Geoff Chappell, Software Analyst
A classic event provider calls this function from within a notification callback to learn the “enable level” of the event tracing session that is the subject of the notification. This level is whatever the provider defines it to be. The overall purpose is that different events can be associated with different levels, typically according to severity. A conventional interpretation ranges from 1 for critical to 5 for verbose. The controller of an event tracing session, mostly usefully one that knows the provider’s definitions, may then set a level to indicate that it wants events at this level and below but not the less important events that have a numerically higher level. The event provider that learns of this setting can then not waste time even trying to trace events that the tracing session will ignore.
UCHAR EtwGetTraceEnableLevel (TRACEHANDLE TraceHandle);
The TraceHandle represents the tracing session for the duration of the callback routine.
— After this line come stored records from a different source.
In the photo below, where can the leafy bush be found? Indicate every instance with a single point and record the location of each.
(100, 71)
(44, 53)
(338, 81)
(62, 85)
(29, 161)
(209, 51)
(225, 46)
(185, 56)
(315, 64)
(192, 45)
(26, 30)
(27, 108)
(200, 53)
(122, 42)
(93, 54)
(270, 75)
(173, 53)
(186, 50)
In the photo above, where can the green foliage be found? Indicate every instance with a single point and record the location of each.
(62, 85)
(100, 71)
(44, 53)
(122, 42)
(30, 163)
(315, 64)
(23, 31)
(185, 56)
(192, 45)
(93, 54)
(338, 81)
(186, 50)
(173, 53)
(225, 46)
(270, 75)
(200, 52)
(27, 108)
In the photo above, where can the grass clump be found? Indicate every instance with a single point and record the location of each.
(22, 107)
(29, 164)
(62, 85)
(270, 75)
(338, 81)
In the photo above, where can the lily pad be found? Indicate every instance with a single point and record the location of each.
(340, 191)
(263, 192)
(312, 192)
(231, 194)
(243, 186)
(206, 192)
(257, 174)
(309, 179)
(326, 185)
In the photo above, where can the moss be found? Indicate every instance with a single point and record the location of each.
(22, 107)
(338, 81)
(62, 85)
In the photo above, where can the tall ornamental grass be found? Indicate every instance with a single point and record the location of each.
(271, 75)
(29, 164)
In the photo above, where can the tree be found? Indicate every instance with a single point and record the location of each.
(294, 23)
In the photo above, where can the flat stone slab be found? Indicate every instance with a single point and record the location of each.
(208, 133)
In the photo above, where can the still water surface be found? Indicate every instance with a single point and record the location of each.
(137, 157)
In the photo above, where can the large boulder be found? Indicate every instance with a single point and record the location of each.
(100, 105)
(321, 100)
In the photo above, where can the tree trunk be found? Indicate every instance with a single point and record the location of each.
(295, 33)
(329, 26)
The provider can have got this handle by calling the EtwGetTraceLoggerHandle function from within the WMIDPREQUEST callback routine that it supplied when registering through the EtwRegisterTraceGuids function.
A successful call returns the level, which may be zero. Failure is indicated by returning zero, but having set a non-zero Win32 error code as the thread’s last error (such that it may be retrieved through such functions as GetLastError).
Although zero may not often be useful for the enable level, it is not inconceivable that a tracing session does mean to specify zero (if only temporarily). The caller who wants to distinguish whether zero as the return value is success or failure will need to have cleared the last error in advance.
The EtwGetTraceEnableLevel function is exported by name from NTDLL in version 5.2 and higher. It has higher-level availability as a forward from the ADVAPI32 export GetTraceEnableLevel in its versions 5.2 and higher.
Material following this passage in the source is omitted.